There was a beat, and she took a breath. “Then…”
“We got out,” Deacon supplied at last, when Nora seemed to flounder in an attempt to wrap the story up. “And now we’re here.”
There seemed to be a gap between Nora’s last recount and the abrupt end of the explanation, but their audience wasn’t really keen to press them at this point.
Silence came heavy again, everyone apparently falling into some kind of reflection. Nora’s and Deacon’s hands had parted, but they were both leaning against the other’s shoulders, as if suddenly spent of their energy. And who could blame them? To live that even once – and then to relive it…

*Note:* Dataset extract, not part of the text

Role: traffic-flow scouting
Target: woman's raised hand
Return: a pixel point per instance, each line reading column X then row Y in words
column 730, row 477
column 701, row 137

Normal day, Nora had said, and the thought seemed to cut the bottom out of Nick’s world. His brain freefell, moving parts whirring and clicking, jaw joints giving warning creeks as he tested their resistance against gritted teeth.

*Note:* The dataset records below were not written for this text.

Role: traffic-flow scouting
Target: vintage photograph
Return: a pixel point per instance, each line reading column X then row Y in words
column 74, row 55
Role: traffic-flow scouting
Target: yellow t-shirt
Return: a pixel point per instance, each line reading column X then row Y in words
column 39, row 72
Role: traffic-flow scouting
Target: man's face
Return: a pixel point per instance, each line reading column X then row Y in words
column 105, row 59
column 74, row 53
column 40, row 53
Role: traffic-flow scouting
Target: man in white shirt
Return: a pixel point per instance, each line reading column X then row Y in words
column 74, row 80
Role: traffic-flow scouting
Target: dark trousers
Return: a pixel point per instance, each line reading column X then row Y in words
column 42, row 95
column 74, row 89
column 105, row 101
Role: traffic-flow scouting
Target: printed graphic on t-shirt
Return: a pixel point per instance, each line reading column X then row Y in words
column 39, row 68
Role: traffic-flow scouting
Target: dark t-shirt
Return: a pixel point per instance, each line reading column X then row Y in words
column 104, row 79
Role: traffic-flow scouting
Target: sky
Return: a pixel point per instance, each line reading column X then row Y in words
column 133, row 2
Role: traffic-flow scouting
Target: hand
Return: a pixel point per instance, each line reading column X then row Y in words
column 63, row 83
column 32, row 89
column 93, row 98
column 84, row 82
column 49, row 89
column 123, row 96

Distantly, they became aware of the rise in the hustle and bustle of the market, and Nat’s distinct voice ringing out with practiced paper-pushing.
Nora stood, and didn’t look at anyone. “I’ll see if Shaun’s up yet. He probably hasn’t eaten.”
Nick got to his feet at that, flicking his filter into the mountain on the ashtray and gathering the empty plates – and saucepan lid – in order to haul them to the kitchen. “I can do another,” he offered, gesturing to the supply in his arms a little vaguely. Nora just nodded, and turned toward the door with Deacon at her heels.
“I gotta see my favorite little guy,” he said by way of goodbye, and they were gone, Nick shuffling about in the little kitchen and Piper seated in silence, fingers forming a cage over her mouth. Eventually, she looked at the papers she’d let settle in her lap, flipping through them slowly, barely registering their contents.
“So…they’re out there, somewhere. These people.” She spoke at last, above the sizzle of another round of breakfast.
“Somewhere,” Nick agreed, roughly.
“And – and she wants to find them.”
“That’d be my guess.”
“These people…”
Nick said nothing. He added something to the pan that brought the sizzle to a crescendo.
“We gotta find these people, Nick.” Piper’s voice cracked, and Nick’s shoulders pinched with renewed tension. “We gotta – we can’t – we gotta make sure.”
“Yeah,” was really all Nick could say, giving the handle of the pan a little shake. “Yeah. We do.”